Liam Hendriks glued “Roberto Clemente Award nominee” patches to his game cleats before the White Sox’ contest against the Angels on Wednesday. He donned a name-less No. 21 jersey.
Fittingly, Hendriks hoped to pitch Wednesday so he could auction off the game-worn gear for charity.
As the White Sox’ nominee for this year’s Roberto Clemente Award, Hendriks is one of the players eligible to wear No. 21 Wednesday in honor of Roberto Clemente Day. Others include players and uniformed personnel of Puerto Rican decent, past Roberto Clemente Award recipients, and the Pirates.

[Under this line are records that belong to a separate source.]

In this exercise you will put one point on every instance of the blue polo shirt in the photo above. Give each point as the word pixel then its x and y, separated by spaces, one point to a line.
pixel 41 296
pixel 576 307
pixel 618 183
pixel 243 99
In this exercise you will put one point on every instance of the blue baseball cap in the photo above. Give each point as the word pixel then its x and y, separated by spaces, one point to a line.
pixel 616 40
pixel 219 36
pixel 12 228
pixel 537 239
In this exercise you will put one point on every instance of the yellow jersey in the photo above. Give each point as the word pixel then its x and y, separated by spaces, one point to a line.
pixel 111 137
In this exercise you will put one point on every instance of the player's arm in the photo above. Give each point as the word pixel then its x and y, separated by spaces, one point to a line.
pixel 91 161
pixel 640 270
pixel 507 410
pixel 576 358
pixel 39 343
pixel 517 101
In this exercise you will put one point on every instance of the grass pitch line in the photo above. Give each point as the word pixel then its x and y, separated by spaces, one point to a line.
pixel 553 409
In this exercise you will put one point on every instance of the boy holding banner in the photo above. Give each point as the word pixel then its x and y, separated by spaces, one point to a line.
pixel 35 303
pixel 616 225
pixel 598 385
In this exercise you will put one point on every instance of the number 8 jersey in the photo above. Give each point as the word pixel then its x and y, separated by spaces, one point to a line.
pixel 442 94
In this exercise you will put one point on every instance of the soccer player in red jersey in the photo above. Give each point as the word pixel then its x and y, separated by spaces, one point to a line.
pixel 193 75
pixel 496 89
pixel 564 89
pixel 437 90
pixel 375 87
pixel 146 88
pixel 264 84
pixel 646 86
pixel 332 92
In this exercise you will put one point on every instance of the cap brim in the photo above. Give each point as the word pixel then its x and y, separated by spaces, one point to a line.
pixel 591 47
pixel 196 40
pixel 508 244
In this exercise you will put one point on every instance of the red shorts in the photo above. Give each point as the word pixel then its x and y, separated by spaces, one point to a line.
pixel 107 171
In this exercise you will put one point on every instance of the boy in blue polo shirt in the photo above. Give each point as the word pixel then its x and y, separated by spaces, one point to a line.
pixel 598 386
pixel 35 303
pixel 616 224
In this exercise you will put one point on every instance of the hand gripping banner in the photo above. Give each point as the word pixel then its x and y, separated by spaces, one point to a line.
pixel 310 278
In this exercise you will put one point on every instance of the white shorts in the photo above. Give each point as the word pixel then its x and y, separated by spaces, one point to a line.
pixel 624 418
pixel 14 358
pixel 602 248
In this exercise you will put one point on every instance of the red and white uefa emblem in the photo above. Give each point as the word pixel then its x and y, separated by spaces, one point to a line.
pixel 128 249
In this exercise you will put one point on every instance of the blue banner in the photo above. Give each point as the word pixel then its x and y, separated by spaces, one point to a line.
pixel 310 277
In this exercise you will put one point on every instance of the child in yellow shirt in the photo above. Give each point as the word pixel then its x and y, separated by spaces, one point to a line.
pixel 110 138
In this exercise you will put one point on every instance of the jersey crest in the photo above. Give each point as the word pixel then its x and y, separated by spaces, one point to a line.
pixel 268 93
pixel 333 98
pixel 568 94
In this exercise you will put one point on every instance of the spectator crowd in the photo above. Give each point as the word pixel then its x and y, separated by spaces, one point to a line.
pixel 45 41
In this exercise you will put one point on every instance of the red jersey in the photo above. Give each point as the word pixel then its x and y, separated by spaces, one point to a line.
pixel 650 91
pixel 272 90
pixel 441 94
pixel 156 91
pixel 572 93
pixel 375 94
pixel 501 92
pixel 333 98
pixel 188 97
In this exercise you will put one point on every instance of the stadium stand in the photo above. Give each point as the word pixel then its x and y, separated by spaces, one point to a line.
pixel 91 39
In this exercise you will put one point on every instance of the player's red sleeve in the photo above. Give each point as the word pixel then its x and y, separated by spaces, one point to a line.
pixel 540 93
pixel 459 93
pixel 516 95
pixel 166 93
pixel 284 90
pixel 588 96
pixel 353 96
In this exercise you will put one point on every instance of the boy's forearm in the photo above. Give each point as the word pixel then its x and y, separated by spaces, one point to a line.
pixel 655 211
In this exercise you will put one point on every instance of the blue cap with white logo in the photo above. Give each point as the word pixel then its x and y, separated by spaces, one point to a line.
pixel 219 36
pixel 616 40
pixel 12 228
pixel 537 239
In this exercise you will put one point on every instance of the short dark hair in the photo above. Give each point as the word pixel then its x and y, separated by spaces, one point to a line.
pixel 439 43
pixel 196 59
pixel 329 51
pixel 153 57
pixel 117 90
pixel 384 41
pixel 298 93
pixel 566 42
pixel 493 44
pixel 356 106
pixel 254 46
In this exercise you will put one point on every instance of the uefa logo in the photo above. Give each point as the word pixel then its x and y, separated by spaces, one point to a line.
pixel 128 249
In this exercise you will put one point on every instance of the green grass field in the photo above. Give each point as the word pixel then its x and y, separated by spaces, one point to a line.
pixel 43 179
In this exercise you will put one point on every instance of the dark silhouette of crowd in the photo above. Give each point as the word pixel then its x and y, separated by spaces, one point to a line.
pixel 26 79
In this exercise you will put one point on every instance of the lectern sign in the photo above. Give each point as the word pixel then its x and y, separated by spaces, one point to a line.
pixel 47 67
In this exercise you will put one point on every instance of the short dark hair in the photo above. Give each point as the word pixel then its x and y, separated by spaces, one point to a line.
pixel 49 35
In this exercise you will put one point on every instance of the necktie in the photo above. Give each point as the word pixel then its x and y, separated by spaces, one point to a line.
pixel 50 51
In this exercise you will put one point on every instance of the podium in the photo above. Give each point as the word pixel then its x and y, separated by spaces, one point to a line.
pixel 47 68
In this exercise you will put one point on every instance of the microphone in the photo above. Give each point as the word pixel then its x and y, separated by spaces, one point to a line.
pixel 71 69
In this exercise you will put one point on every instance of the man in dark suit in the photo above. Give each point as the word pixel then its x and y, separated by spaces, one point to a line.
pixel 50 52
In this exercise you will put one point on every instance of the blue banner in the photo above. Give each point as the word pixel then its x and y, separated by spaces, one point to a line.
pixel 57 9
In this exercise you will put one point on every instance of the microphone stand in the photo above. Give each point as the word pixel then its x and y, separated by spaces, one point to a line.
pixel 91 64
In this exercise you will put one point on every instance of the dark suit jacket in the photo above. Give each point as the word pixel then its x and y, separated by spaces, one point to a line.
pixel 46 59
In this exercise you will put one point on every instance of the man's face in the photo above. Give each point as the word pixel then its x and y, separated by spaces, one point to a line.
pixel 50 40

“It's definitely a huge honor knowing that what we're doing in the community's been taking notice of,” Hendriks said. “But you don't do the stuff in the community for an award like this.”
Major League Baseball describes the Roberto Clemente award as “baseball’s most prestigious recognition” and describes each year’s winner as the player “who best represents the game of baseball through extraordinary character, community involvement, philanthropy and positive contributions, both on and off the field.”
Each team puts forth a nominee, and Hendriks got the nod from the White Sox in his first season in Chicago.
“Our big thing was, we just wanted to make sure that our footprint was felt,” Hendriks said of himself and his wife, Kristi. “We didn't want to just come in and be one of those people that's just sitting there, taking a paycheck and not doing anything with it.
“And it's something that we've both been very passionate about, whether it be through animal rights, whether it be through feeding the frontlines this year, whether it be through the LGBTQ community. It's something that we're really focused on and make sure we give back to the community as much as we can.”
Hendriks had already been the A’s Roberto Clemente Award nominee twice and won the Dave Stewart Community Service Award. Hendriks also crossed paths with Roberto Clemente Jr., who is the global ambassador for ‘Food for the Hungry.’ They worked together on the ‘Striking Out Poverty’ initiative, which is focused on bringing water, education, community centers and baseball fields vulnerable communities in the Dominican Republic.
As a free agent this past offseason, Hendriks made community involvement a priority in his introductory conversations with potential landing spots.
“And that was something the White Sox really stood out on,” Hendriks said.
Since signing, Hendriks has added to an already long list of community projects and donations. Notably, the Hendrikses created the South Slydah Society and donated nearly 1,000 meals to Chicagoland frontline workers. They worked with local POC- and family-owned small businesses to do so.
“If I can even just be a speck of sand on the Clemente legacy, of what he was able to do for a long time, I mean, that's a win in my books,” Hendriks said. “Because from what I understand, everything he did philanthropically was unbelievable. And he really was a trendsetter in that realm.”